That's really all that needs to be said. Good thing we had it strapped to that deer cart. Pushing it up the creek bank was NO FUN and ended up busting a wheel on the cart on the way up. Also good there were three of us.

Bag Blog said...

You know I never really thought about it before, but when you mentioned going hunting with your buddies, "Blue and Bubba" I got tickled thinking, how redneck can you get? Actually, Blue and Bubba were showing off the pics of the hog at the New Year's party, but they forgot to mention to me that you were in on the shoot. Some buddies!

Try Drixoral for the head-cold at night. And lay off the fat lady stories.

The Friendly Neighborhood Piper said...

OK, first you accuse me of being a west coast yankee, now doing me the honor of dubbing me a redneck...i'm confused.
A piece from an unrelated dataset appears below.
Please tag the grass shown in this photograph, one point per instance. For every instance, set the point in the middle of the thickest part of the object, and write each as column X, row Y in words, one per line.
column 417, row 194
Actually, the former claims being founded since the mayo in the guac does come from a modified west coast recipe. The latter claim...well, what is there to say, i went wild hog hunting with two guys named Blue and Bubba... Guilty as charged. As for them not mentioning me...i can see their angle...i was there shooting my gun...not necessarily hitting anything, just spraying some lead with friends. Of course, i do pause in thinking that i have been present for both of Blue's trophy kills, he calls me his "good luck charm" perhaps that SHOULD warrant SOME comment.

Anonymous said...

Whether or not you like the taste of "throat lava" or not, IT WORKS. Son #1 arrived New Years Eve w/ Kelly & Kale to spend the night. #1 woke up this morning having a hard time breathing so Grampy mixed him up the "execrable effervescent throat lava." Later he said that he felt better.